WeRelate talk:History of Parliament Inclusion Project

Watchers

Discussion Transferred from talk page of AndrewRT


History of Parliament [6 April 2013]

More interesting than I first suspected...

I've already written a program that harvests member page URL information from the 26 * 10+/- different index pages on the History of Parliament site. I've been able to rip that information apart in some useful ways, so that I can identify prefix, first and last name, and the URL for the person's page. I should be able to torture out a little bit more too.

My original idea had been to recreate the member indexes from the History of Parliament site, and use that as a guide by which we could go out to create each of the 20K members, starting from a "Person:First Last, MP (1)" red link. It would be one at a time, but it would be systematic. But now I've got a different idea...

Instead, I'm going to try directly creating simple GEDCOMs from the index information. While the GEDCOMs would be somewhat degenerate - containing nothing but a lot of detached individuals - we would be starting from Person pages that have roughly correct names, DOB, DOD, and appropriate history of parliament source backing the dates.

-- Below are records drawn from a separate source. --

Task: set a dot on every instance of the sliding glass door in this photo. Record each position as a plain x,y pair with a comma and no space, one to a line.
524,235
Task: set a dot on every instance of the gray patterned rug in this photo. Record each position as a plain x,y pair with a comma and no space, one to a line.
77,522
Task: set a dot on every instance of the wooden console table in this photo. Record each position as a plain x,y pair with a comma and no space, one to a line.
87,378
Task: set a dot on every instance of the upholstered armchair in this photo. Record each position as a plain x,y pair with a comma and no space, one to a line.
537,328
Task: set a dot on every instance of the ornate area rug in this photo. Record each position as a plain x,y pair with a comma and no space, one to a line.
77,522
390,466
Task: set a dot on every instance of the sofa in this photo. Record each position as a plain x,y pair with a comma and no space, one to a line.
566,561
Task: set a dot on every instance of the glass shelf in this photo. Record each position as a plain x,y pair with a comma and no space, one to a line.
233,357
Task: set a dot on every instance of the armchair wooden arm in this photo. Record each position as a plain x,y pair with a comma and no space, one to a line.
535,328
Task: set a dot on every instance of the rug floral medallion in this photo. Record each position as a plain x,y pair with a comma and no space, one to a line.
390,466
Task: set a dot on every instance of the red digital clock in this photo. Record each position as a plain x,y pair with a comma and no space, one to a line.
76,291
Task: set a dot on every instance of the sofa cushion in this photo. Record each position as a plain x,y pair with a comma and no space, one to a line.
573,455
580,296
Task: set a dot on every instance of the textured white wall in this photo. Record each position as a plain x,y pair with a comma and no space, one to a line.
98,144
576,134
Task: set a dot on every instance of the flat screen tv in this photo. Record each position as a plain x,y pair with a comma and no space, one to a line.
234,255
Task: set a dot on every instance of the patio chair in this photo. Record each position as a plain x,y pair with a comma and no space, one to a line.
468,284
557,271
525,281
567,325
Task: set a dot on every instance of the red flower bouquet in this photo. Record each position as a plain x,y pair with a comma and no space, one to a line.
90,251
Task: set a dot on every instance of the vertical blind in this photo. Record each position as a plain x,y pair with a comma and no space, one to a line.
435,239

So we'ld be starting from basic pages on individuals, which we would refine and try to extend/expand until they made contact with existing parts of the WeRelate database. Obviously, a lot of them would match from the start. It's also common for Parliamentary membership to run in families, so connecting up members loaded individually could be done quickly.

Right now, I'm doing some simple experiments uploading and downloading trivial GEDCOMs with a couple of people. When I get basic information sort of right for a few people, and start creating some small GEDCOMs, I'll show you the results. When we're satisfied that we're getting a good start on the information, I can start to generate some whoppers - perhaps 2000 at a wack.

Ambitious enough?

--jrm03063 15:54, 5 April 2013 (EDT)

Yes that does indeed sound interesting - and ambitious!! Just a few thoughts:

GEDCOMs are typically used to upload people who are linked to each other as members of the same family. This is interesting use of this facility, but would other WeRelate users be comfortable with this? In particular, they may see a risk that you end up with lots and lots of detached people who never get linked up?

Hard to say. I don't see a technical or user-experience complaint being justified - though I've learned that trying to do anything substantive and unorthodox is hazardous in the presence of "genealogists". I think the real risks for the site lie in doing what its been doing - and hovering around 2.4M person pages with very little upward movement. I also think there are risks in trying to pre-qualify what we load. We'll miss things and we won't be able to make a nice, simple, broad statement - such as - "Find your parliamentarian ancestor at WeRelate" - or some such.
Maybe the better argument to offer folks is that there really isn't a downside risk - because anything that gets loaded by a large bulk process - can - if a problem develops - be efficiently and selectively deleted. The pages that get created will obviously be part of known tress and categories - so getting back to them would be a very straight-forward affair - were it to be necessary.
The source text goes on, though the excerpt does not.